1. Um welche tierschutzrechtlichen Bedenken handelte es sich konkret (bitte mit Forstamt und Jagd- bezirkskategorie)?
2. Welche tierschutzrechtlichen Bedenken sprechen warum gegen eine frühere Bejagung durch Ausweitung aktuell geltender Schonzeiten für Rehwild, Rotwild, Damwild und Muffelwild?
3. Sieht die Landesregierung einen Widerspruch zwischen ihrer Aussage, dass gegen eine stärkere Bejagung von Rehwild im Herbst keine Argumente
sprechen, und einer Jagdruhe in landeseigenen Eigenjagdbezirken in dieser Zeit und wie begründet sie ihre Auffassung?
4. Welche Alternativen zur Schonzeitausweitung für Rehwild sieht die Landesregierung, um Baumverbiss zu reduzieren?
Vielen Dank. Für die Landesregierung antwortet das Ministerium für Infrastruktur und Landwirtschaft, Herr Staatssekretär Weil.
Sehr geehrte Frau Präsidentin, verehrte Abgeordnete, die Mündliche Anfrage der Abgeordneten Hoffmann beantworte ich für die Thüringer Landesregierung wie folgt.
Zu Frage 1: Insgesamt sind zwei Anträge auf Schonzeitaufhebung für Rehböcke und Schmalrehe unter anderem aus tierschutzrechtlichen Gründen abgelehnt worden. Die Schonzeitaufhebung wurde für einen Eigenjagdbezirk in der Zuständigkeit des Forstamts Leinefelde und für einen Eigenjagdbezirk in der Zuständigkeit des Forstamts Sondershausen beantragt. Die abgelehnten Anträge sind nach Mitteilung der jeweils zuständigen unteren Jagdbehörde nicht hinreichend begründet gewesen und rechtfertigen somit nur unzureichend die beantragte Schonzeitverkürzung.
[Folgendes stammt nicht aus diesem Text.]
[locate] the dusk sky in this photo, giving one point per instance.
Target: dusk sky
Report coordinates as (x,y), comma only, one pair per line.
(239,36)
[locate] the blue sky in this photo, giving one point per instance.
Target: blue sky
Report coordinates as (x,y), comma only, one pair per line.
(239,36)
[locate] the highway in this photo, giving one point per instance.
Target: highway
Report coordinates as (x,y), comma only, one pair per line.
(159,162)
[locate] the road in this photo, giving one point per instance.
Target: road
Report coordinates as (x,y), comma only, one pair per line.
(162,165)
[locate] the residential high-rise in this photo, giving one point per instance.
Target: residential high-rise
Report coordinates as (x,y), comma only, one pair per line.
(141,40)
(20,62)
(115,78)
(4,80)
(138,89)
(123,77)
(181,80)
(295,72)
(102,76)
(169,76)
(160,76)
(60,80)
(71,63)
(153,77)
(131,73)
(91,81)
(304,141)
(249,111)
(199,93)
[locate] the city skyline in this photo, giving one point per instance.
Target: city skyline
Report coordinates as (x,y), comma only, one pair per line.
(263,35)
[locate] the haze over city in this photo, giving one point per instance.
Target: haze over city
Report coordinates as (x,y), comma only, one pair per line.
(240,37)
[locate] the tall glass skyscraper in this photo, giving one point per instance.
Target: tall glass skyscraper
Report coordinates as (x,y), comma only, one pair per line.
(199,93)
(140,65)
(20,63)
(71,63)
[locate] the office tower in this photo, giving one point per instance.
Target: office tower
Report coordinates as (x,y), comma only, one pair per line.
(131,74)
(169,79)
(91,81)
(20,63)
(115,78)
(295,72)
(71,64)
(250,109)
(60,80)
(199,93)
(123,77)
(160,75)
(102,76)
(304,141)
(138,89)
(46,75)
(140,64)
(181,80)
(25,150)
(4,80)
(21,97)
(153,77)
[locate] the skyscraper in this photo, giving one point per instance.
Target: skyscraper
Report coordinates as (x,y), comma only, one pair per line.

Zu Frage 2: Bei der Beantwortung der Frage wird davon ausgegangen, dass eine Ausweitung der Jagdzeit und nicht der Schonzeit gemeint ist. Das Thüringer Ministerium für Infrastruktur und Landwirtschaft sieht keine tierschutzrechtlichen Bedenken bei einer Vorverlegung der Jagdzeit, weil die in Rede stehende Jagdausübung im April nicht in Form von Bewegungsjagden, sondern als störungsarme Einzeljagd erfolgt.